Catching GPU errors, making new error codes or (?)

math

#1

We currently have check_ocl_error() in the GPU PR which takes the OpenCL error codes and throws a domain error saying which error code you received. IE -4 is CL_MEM_OBJECT_ALLOCATION_FAILURE

  1. We want domain_errors() only when they are recoverable (that’s what I remember being told at some point)
  2. c++11 now has <system_error> where you can make your own error codes and system errors ala the blog below

Does the team think (2) is best for catching the OpenCL system errors? Thoughts and opinions?


#2

That’s right.

Stan operates primarily through exceptions. What we usually do with error codes when we find them is turn them into exceptions. What that exception will be is determined by who can catch it.
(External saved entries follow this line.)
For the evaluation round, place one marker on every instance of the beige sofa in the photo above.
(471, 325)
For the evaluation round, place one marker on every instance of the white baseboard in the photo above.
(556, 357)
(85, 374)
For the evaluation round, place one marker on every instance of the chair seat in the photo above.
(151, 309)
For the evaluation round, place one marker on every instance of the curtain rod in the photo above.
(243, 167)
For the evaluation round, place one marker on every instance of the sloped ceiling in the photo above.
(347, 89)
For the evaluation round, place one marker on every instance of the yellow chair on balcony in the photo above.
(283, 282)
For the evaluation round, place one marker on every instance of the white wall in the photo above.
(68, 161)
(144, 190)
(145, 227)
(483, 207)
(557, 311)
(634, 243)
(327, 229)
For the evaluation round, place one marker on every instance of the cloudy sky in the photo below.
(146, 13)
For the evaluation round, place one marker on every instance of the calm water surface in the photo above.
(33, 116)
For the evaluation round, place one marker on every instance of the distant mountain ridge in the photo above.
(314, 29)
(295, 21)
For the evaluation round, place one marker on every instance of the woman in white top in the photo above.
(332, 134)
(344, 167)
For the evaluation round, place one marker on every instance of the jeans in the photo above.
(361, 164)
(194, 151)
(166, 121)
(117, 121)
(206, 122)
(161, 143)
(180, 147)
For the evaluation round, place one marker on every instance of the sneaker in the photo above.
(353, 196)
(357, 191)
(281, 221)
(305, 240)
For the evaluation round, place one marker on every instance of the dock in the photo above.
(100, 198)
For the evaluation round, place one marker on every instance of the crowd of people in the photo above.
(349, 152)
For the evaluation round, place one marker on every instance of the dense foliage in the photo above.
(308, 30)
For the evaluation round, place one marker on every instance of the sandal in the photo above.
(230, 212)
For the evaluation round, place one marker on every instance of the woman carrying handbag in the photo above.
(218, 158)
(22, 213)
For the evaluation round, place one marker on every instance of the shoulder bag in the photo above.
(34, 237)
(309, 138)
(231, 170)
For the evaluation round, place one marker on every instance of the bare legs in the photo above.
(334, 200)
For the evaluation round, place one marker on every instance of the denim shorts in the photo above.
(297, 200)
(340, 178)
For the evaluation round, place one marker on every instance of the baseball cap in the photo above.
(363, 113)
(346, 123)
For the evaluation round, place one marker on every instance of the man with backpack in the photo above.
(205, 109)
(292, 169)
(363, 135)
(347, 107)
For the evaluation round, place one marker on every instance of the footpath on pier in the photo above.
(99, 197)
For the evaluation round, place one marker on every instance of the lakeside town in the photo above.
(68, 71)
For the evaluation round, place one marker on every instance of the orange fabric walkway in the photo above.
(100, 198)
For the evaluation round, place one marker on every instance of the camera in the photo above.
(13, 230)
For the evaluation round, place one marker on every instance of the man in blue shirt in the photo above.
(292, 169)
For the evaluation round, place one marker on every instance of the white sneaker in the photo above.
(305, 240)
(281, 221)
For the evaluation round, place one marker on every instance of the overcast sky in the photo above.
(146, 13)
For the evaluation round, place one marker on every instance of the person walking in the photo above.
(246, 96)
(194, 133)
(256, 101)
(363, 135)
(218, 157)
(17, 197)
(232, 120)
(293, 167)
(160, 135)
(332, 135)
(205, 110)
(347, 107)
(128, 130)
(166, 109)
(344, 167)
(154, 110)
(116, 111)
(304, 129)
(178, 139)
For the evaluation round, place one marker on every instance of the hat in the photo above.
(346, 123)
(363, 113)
For the math library, the throws should be invalid_argument or some other error besides domain_error if the exception is not going to be recoverable by our algorithms; if the exception is something that might be due to randomization and numerical issues, throw domain_error and the current execution will be halted and it’ll try again with new random numbers.


#3

Out of curiosity, will Stan also run on CUDA? This seems preferable over OpenCL for a few reasons. CUDA is widely used by deep learning libraries rather than OpenCL.


#4

No, but it should run on NVIDIA hardware. We didn’t want to go with a proprietary solution, but could always add support later.


#5

This seems to be a good writeup of the tradeoffs between CUDA and OpenCL: https://wiki.tiker.net/CudaVsOpenCL


#6

CUDA’s eco-system is (subjectively) bigger than OpenCL with so much already implemented which can be quickly brought into the project. I would like to gauge interest in writing CUDA versions of what’s already written in OpenCL?


#7

I don’t have the manpower to do this myself but we have discussed it in the past. I’m open to it though I’m not really sure how big of a benefit it would be. About 60%-70% of time rn is spent transferring data back and forth from host to device which we would also have under cuda. Their algorithms are a bit faster, but that’s not our bottleneck atm.


#8

Weren’t @rok_cesnovar and @Erik_Strumbelj going to do this at some point?


#9

With our current resources, CUDA support is not a priority. However, we are trying to raise funding for it (in particular, from NVIDIA). If we’re successful, we can also find the manpower to do it.